Presidents Kennedy and Johnson deepened our commitment to a military adventure in Vietnam in the 1960s that also went badly. Americans turned to another Republican to find “peace with honor,” to use Richard Nixon’s own words. Democrats had turned against the war. Nixon prolonged the war, and in the process gained the support of Americans who supported strong military action. Vietnam flipped the images of the two parties. Citizens began to see the Republicans as the party supporting strong military actions to promote American interests.
Americans who favored military actions against nations that we saw as threats moved to the Republican Party. This helped Republicans in the South, where many military bases are located and where many military veterans retire. Ronald Reagan’s build-up of the military in the 1980s and George W. Bush’s strong military response after 9/11 continued to reinforce these trends.

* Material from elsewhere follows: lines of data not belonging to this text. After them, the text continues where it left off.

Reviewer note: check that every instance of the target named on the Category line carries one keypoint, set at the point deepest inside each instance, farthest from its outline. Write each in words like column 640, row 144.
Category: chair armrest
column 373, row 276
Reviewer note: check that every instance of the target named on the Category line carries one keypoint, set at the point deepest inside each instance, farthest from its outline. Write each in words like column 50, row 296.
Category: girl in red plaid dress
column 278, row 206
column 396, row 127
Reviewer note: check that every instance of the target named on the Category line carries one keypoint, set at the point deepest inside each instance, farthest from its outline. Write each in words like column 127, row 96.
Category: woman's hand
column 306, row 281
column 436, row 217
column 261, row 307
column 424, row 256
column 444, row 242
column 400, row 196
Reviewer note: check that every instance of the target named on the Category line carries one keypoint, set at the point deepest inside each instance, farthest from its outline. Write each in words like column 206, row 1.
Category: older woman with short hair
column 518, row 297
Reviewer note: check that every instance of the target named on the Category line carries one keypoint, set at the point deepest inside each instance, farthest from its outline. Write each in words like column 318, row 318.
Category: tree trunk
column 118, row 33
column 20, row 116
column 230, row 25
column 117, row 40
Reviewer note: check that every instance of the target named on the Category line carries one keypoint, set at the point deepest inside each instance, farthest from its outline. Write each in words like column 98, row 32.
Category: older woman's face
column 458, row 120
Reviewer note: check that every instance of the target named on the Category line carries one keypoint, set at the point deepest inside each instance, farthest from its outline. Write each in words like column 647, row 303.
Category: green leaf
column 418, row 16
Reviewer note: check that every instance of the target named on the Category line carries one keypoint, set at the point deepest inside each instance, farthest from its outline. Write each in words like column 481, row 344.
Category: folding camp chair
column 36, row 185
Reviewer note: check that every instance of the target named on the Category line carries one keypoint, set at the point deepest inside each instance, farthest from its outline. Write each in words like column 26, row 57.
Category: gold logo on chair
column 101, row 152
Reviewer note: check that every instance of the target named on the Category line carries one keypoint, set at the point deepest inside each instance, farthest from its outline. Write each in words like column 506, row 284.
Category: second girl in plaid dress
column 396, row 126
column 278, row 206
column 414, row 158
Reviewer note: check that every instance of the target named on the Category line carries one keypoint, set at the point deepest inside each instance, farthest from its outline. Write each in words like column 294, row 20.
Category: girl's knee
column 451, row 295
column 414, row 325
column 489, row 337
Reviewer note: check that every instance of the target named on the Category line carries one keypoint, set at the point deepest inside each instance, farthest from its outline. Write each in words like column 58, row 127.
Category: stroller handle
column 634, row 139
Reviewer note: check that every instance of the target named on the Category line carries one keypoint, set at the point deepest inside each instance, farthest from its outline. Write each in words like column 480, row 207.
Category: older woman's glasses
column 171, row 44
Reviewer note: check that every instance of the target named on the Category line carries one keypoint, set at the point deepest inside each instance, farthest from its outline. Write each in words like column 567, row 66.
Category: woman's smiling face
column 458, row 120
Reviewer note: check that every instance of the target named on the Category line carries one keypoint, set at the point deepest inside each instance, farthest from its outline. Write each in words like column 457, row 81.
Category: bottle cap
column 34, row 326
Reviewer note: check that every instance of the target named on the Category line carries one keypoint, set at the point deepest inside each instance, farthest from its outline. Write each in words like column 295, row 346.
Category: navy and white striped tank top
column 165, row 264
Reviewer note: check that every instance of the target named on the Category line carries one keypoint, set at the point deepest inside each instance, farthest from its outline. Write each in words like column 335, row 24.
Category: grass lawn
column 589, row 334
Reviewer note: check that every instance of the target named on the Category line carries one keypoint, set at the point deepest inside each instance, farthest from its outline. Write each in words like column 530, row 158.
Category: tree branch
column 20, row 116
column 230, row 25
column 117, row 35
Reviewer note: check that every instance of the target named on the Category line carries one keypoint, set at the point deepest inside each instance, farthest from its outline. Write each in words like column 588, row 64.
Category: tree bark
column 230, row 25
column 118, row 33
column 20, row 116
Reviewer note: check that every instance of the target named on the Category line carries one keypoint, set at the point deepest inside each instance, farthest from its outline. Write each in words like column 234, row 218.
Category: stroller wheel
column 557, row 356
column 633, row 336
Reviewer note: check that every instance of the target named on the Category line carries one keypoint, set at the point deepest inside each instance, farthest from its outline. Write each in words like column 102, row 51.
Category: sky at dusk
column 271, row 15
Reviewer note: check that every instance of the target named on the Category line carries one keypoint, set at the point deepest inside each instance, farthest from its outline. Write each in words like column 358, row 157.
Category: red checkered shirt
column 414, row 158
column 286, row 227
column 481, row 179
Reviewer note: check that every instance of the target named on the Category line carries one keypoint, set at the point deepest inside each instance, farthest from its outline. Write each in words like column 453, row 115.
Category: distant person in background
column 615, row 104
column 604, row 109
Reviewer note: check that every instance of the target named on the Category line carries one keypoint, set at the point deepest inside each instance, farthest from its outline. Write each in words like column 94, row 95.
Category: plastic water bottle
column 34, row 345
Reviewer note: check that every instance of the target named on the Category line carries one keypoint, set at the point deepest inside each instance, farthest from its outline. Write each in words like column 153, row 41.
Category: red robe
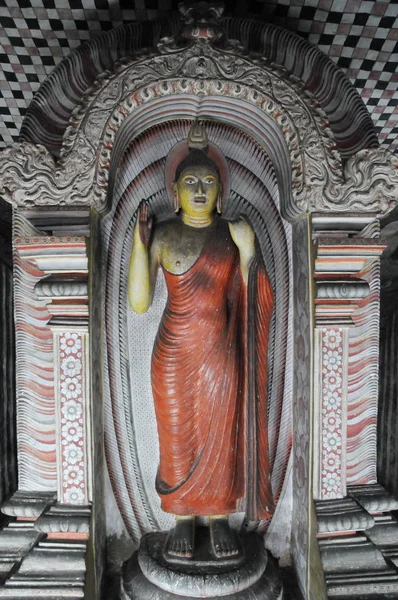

Together these forces shifted the political balance of power. Democrats still had more identifiers than Republicans, but the margin of difference was close enough so that short term issues and personalities could win or lose the elections for either party. Republicans were strongest in the South and in some of the rural mountain states that had a lot of land but few people. Democrats were strongest in the Northeastern seaboard and the Pacific coast. You may have seen maps of Democratic blue states and Republican red states. The two parties were reflecting cultural differences among the regions of the nation. Whichever party won border states that had more cultural diversity (Ohio, Illinois, Pennsylvania, and Florida—sometimes called purple states) usually won national elections.
E. Future Changes?
Current trends and unknown future crises will certainly make a difference in the American party system. The percentage of people who do not associate themselves with either major party, the independents, is significantly higher than a few decades ago. They may remain independents, but some crisis could move them to one party or the other.
Political scientists have been looking for a new realignment for decades now. We may have come close in the early 1970s when Nixon was extremely popular, but his misdeeds in the Watergate scandal did great damage to the Republican Party. One could say the same for the Democrats in the late 1990s.Clintonmaintained the peace and brought prosperity, but was undone by personal failures rather than political failures. Democratic candidates across the nation suffered as a result. Bush’s failure to successfully address the crises of 9/11 by overextending the American military and the economic recession of 2008 squandered another opportunity for realignment. President Obama had that same opportunity handed off to him.
Changing demographics in the nation might have a long term effect in favor of the Democratic Party. Minority groups have tended to be more Democratic in identification over the last half century, and minority groups, especially Hispanics, are growing in their proportion of the population. Assuming current trends continue, Hispanics along with other minorities as well a growing number of people who consider themselves multi-ethnic, will create in the years to come a nation that is comprised of a majority of minorities. Single working females, who tend to identify more with and vote more for Democrats than Republicans (creating something called the gender gap), are a growing part of the population. Whites, who tend toward Republican identifications, will become a minority. According to U.S. Census projections, “non-Hispanic whites,” who are currently about three fourths of the population, will fall to about half of the population. In short, Republicans cannot count on winning national elections with only white votes in the not too distant future.